How Aspose selects encoding to read text (CSV) file?


#1

Could you describe how Aspose.Cells C# version detects which encoding to use to read content of CSV file.
For example following code:

            var options = new TxtLoadOptions()
            {
                Separator = ','
            };
           var workbook = new Workbook("myfile.csv", options);

is able to correctly read both Unicode (UTF-8 and UTF-16) textual file and Windows-1251 (ASCII) textual file on Russian OS, but can’t read Shift-JIS file on Japanese OS.

Debugger shows that Aspose.Cells uses System.Text.DBCSCodePageEncoding class as encoder:
DBCSEncoding.png (18.9 KB)
So theoretically everything should work ok.

Aspose.Cells C# version: 19.6
CSV file in Shift-JIS encoding: Book1.zip (148 Bytes)


#2

I’ve tried to use 19.8 version and setup TxtLoadOptions.IsMultiEncoded = true, but it doesn’t help


#3

@23W,
We are analysing your requirement and need more sample files for our testing.

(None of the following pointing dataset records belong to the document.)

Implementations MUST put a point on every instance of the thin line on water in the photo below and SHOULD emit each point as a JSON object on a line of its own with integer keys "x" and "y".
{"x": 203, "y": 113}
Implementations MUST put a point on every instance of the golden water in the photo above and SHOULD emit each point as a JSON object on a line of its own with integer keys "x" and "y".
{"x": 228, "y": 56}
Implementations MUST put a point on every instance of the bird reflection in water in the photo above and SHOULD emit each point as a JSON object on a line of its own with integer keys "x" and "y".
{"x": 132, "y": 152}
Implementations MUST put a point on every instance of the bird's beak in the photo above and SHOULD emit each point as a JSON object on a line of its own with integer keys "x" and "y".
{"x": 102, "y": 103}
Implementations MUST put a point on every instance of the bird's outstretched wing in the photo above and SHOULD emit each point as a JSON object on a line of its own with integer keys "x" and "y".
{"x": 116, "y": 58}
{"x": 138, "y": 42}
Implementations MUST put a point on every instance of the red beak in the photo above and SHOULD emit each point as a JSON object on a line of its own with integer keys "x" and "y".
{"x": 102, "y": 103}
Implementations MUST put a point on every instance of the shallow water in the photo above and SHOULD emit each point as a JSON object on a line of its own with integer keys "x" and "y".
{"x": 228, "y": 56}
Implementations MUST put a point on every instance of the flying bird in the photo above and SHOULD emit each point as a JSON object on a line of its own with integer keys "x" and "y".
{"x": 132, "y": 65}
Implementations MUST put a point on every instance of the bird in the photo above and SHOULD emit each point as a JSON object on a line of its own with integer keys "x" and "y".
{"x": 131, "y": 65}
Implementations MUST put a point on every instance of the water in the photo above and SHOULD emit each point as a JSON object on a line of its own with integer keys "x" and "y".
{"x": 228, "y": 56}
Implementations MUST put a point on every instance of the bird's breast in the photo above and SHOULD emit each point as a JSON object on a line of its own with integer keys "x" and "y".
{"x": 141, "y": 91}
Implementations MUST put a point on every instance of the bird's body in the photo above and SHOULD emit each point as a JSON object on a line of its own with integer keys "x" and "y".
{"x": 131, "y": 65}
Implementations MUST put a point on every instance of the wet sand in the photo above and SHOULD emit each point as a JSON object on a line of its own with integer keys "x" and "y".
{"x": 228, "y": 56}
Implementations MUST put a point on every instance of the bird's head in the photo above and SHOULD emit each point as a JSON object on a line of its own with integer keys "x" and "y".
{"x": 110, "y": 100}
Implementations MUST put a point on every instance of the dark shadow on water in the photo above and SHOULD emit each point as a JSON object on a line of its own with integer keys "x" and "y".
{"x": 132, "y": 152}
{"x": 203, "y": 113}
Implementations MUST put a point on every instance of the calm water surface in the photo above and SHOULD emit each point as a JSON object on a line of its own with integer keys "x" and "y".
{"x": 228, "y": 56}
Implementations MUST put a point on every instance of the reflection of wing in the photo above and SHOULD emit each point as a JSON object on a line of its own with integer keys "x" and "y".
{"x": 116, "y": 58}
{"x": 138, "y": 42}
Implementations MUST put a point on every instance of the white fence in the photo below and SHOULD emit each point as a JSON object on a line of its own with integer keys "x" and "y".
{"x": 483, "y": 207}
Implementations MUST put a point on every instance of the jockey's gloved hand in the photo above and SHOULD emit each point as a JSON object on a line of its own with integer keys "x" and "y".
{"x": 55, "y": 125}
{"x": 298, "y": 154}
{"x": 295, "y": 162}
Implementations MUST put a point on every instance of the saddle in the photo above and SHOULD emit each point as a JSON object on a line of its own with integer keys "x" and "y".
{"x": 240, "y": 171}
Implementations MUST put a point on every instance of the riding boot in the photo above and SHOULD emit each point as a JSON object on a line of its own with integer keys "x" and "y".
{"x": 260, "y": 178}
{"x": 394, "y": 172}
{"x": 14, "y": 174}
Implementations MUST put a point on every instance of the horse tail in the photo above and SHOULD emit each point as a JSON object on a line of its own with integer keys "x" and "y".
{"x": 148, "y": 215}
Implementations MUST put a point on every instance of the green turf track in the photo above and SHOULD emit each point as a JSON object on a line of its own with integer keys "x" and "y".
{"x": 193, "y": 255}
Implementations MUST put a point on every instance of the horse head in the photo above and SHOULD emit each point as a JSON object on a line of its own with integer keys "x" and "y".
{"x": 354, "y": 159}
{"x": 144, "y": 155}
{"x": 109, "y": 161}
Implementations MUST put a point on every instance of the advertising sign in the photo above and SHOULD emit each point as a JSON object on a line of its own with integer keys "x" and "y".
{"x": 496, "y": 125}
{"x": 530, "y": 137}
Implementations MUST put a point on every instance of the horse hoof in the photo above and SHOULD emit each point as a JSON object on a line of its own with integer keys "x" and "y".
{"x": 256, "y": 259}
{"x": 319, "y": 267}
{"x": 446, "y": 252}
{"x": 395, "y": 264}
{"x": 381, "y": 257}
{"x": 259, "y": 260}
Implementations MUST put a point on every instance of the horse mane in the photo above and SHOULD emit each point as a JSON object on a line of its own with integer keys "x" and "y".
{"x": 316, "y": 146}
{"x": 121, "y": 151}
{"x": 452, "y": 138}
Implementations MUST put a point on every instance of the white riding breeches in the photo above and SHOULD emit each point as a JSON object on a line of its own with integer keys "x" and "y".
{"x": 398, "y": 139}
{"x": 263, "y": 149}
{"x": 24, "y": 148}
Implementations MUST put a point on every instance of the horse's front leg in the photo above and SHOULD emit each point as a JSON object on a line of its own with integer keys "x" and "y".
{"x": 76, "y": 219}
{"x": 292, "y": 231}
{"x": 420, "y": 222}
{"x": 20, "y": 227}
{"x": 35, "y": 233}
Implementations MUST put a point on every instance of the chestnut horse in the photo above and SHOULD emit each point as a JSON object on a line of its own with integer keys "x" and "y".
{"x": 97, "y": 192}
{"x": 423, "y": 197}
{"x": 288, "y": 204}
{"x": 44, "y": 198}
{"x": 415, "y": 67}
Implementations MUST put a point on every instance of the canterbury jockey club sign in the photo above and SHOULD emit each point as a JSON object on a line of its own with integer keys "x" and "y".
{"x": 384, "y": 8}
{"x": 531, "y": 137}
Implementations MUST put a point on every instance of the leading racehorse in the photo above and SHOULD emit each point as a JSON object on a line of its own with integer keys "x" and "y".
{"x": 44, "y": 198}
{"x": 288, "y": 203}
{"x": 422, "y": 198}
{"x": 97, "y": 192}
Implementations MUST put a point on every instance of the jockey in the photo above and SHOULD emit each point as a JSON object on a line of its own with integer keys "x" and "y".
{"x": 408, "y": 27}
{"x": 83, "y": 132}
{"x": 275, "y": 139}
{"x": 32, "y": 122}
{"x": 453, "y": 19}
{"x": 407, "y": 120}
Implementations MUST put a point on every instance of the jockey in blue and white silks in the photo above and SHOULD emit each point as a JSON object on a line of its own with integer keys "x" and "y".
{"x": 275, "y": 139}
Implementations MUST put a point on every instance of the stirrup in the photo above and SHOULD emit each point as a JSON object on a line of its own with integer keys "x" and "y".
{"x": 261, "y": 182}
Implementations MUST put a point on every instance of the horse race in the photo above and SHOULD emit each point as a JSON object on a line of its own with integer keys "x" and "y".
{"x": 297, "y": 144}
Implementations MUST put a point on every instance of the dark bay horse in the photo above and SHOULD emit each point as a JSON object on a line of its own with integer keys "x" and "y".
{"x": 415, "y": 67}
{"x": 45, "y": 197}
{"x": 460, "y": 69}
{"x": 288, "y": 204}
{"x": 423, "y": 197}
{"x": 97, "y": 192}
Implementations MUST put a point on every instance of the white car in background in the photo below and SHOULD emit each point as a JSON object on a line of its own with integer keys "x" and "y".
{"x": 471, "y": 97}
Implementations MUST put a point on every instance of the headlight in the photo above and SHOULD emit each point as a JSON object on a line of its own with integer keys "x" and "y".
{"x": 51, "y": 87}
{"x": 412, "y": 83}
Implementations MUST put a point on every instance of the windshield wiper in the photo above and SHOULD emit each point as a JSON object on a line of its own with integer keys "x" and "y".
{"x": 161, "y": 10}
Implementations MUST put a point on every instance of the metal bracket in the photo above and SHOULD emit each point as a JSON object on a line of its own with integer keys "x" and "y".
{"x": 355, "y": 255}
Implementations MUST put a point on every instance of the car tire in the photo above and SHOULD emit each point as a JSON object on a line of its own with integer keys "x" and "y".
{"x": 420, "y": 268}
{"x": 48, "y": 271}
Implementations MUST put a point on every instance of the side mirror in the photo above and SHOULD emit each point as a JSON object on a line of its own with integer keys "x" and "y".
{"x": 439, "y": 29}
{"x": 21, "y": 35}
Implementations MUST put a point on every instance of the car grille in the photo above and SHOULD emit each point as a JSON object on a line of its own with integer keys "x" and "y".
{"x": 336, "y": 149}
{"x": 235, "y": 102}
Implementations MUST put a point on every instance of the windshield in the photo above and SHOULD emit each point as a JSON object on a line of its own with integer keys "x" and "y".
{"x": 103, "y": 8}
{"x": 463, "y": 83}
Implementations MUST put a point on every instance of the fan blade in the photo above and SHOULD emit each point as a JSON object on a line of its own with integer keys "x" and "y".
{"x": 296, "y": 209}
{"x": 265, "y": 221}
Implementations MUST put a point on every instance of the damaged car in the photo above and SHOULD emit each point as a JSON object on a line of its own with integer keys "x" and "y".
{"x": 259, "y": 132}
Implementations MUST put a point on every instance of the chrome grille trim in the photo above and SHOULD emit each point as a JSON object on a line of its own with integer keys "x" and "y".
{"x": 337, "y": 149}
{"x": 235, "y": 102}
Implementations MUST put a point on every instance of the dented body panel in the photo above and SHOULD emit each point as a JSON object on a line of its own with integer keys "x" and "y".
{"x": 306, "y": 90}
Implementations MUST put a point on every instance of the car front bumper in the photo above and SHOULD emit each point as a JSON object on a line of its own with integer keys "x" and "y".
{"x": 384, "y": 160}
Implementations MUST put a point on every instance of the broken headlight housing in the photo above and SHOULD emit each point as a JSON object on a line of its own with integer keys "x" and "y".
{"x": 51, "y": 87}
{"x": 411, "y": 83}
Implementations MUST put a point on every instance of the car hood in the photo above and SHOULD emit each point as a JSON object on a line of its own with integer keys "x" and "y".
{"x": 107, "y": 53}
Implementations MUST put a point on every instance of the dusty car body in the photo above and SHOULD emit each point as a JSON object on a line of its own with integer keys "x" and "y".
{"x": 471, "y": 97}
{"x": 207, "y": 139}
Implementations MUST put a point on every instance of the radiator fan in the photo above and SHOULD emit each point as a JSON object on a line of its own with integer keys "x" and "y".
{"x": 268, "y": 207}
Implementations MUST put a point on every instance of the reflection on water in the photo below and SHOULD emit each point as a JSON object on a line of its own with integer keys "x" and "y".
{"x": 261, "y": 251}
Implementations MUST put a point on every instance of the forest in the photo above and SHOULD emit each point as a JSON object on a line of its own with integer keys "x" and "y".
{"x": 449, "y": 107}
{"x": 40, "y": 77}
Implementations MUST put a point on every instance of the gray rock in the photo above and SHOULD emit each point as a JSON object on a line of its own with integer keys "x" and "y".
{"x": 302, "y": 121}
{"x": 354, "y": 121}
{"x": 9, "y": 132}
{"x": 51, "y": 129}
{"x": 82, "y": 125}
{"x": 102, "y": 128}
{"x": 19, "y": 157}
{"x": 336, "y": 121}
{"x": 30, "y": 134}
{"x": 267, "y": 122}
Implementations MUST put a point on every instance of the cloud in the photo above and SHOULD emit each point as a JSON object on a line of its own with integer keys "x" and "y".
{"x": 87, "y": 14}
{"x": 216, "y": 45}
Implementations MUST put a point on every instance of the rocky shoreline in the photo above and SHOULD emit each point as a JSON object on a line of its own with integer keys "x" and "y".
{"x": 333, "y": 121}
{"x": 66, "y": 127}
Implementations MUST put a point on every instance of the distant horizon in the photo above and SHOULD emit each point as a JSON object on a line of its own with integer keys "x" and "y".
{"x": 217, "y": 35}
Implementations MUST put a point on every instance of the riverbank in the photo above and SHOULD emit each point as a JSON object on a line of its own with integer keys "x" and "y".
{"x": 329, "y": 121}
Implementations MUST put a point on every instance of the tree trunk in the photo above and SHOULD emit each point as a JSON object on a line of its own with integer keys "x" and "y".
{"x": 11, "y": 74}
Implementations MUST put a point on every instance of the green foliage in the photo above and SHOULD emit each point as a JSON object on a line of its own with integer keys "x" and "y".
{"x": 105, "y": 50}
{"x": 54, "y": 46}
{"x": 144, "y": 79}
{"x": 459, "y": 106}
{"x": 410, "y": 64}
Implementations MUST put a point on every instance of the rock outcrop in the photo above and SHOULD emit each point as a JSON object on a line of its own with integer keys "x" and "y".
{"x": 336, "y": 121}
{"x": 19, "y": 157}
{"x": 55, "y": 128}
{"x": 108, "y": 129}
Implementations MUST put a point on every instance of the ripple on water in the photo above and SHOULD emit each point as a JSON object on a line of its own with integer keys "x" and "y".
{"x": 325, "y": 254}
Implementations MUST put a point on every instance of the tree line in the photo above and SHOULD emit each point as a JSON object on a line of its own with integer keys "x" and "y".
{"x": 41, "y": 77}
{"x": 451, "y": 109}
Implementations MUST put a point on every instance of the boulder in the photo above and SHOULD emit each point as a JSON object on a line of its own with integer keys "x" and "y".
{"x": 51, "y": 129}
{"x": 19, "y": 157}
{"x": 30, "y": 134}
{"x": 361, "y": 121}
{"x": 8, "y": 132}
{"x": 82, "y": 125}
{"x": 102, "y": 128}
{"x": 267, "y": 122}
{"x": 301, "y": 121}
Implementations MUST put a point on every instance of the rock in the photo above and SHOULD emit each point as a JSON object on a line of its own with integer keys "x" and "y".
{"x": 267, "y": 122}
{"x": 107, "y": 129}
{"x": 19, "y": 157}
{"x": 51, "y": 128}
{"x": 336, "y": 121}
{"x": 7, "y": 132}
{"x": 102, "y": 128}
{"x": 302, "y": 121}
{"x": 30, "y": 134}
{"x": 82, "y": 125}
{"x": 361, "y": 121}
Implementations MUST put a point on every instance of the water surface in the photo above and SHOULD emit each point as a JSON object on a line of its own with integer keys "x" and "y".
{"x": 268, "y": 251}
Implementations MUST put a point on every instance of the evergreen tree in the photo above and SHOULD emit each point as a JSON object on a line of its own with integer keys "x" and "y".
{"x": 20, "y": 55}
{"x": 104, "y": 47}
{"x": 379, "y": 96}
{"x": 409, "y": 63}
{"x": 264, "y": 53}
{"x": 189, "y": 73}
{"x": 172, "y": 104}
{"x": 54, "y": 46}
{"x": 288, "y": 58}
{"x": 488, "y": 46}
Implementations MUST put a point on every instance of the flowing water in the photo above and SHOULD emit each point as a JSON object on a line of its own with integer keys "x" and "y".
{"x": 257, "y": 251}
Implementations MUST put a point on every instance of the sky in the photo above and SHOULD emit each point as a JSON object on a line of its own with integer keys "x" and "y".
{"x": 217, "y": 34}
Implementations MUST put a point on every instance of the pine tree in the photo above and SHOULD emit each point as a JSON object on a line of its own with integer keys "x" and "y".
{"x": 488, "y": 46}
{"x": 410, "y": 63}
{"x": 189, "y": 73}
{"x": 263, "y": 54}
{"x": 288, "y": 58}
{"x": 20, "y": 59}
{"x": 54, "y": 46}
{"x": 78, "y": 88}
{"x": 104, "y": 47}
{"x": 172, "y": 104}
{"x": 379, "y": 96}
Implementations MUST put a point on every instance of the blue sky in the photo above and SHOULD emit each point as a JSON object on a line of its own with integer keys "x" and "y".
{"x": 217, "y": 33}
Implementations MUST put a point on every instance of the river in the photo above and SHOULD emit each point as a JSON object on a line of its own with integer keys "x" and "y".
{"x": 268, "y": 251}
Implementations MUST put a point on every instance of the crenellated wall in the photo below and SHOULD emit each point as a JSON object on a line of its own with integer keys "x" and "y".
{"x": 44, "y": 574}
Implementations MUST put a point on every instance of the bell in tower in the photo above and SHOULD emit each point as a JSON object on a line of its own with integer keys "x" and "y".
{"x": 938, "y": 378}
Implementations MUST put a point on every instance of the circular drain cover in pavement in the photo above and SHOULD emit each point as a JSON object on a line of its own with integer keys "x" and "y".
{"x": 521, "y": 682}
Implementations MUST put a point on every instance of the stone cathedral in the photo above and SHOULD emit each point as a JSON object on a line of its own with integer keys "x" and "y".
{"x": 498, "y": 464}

Please share all the files mentioned here. We will observe the scenario and provide assistance accordingly.


#4

Source files:
Encodings.zip (1.2 KB)
I’ve found that code:

            var options = new TxtLoadOptions()
            {
                Separator = ','
            };
           var workbook = new Workbook("Book1.csv", options);

Works only with Unicode encoded files and it doesn’t meter whether it contains BOM or not (Book1 UTF-8 without BOM.csv processed correctly). This code is not able to read text file with any ANSI code page even if it’s current system ANSI code page.

Following code:

            var options = new TxtLoadOptions()
            {
                Encoding = Encoding.Default,
                Separator = ','
            };
           var workbook = new Workbook("Book1.csv", options);

Excellent reads text file with system current ANSI code page. So it correctly reads Book1 ShiftJIS.csv on Japanese OS. It also correctly reads Unicode encoded text files buy ONLY if it contains BOM (Book1 UTF-8 without BOM.csv is not processed correctly).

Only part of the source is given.